Sommaire (10 sections)
- 01Employment termination types in Belgium
- 02Legal notice periods by contract type
- 03Minimum statutory notice periods
- 04Collective labour agreements (CLAs): when they change the game
- 05How to calculate the notice period (and start date)
- 06Termination without notice: serious cause and tight deadlines
- 07Severance pay, payment in lieu, and other compensation
- 08Procedure and timing: serving notice the right way
- 09Avoiding disputes: documentation, settlements, and expat specifics
- 10Questions fréquentes
Employment termination types in Belgium
The day you end an employment relationship is rarely calm. Phones ring, emotions flare, projects hang mid‑air. Yet one choice frames everything that follows: how you terminate.
The main ways a contract ends
- Ordinary termination with notice: either party ends the contract by respecting a notice period (Articles 37–37/5, Law of 3 July 1978 on Employment Contracts – federal level).
- Termination with payment in lieu: no working notice; instead, one party pays severance equal to the notice period pay (Article 39).

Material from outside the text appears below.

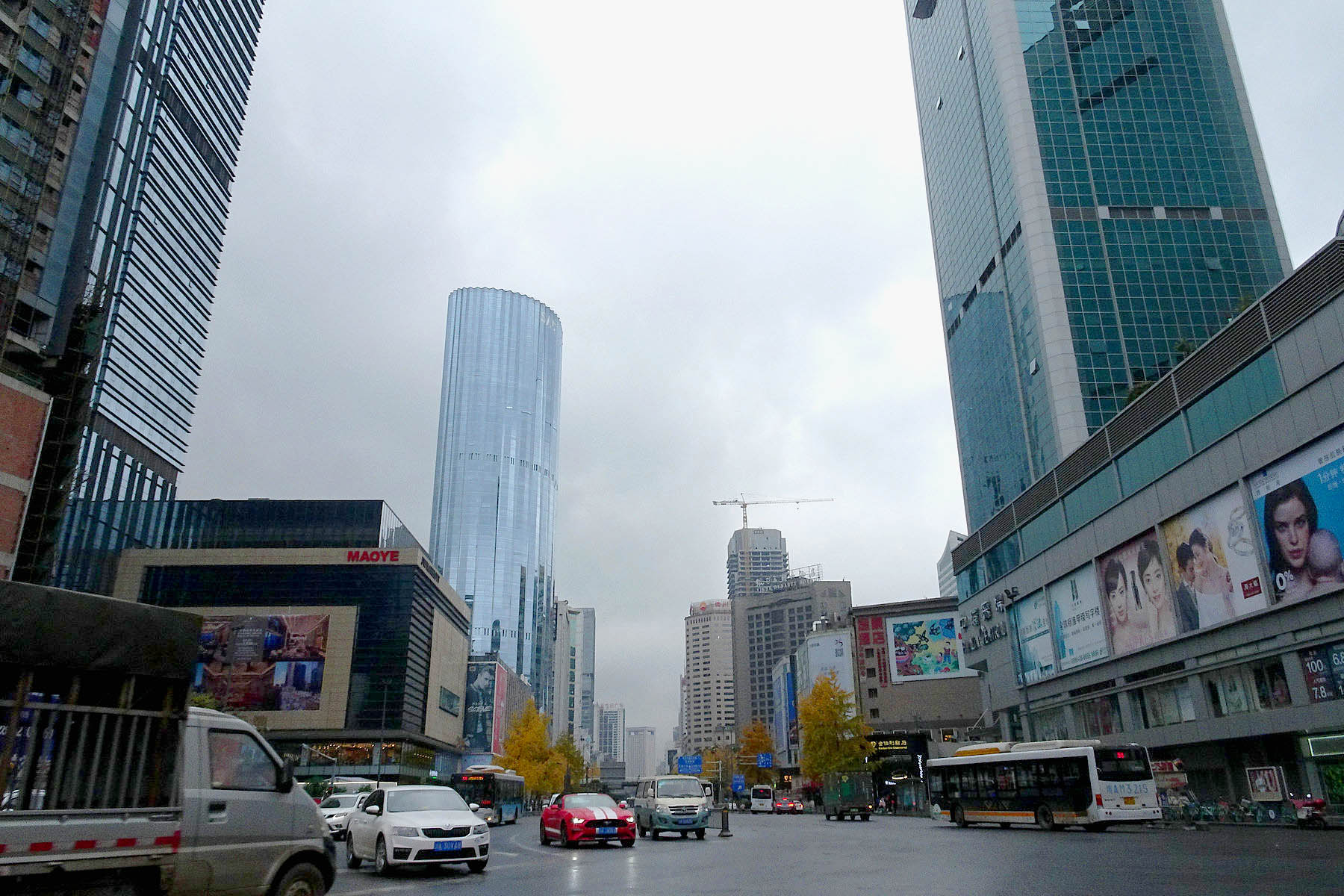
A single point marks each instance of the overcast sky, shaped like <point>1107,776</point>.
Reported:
<point>724,202</point>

- Termination for serious cause (“faute grave”/“dringende reden”): immediate end without notice or indemnity if a grave breach makes collaboration impossible (Article 35). Strict 3‑working‑day deadlines apply.
- Mutual consent: both sides sign a clear written agreement ending the contract and settling pay, holidays, benefits – useful but must be free of pressure.
- Expiry of fixed‑term or specific‑task contracts: they end when the term or task ends. Early termination follows special rules (see below).
Protected terminations and special regimes
Some employees are protected and trigger extra indemnities or prior authorization: staff reps, prevention advisors, pregnant employees or recent mothers, employees on parental leave, and whistleblowers. Firing them is not “forbidden”, but the price of a mistake can soar (e.g., protection indemnities often range from several months to multiple years of salary depending on the regime and CBA).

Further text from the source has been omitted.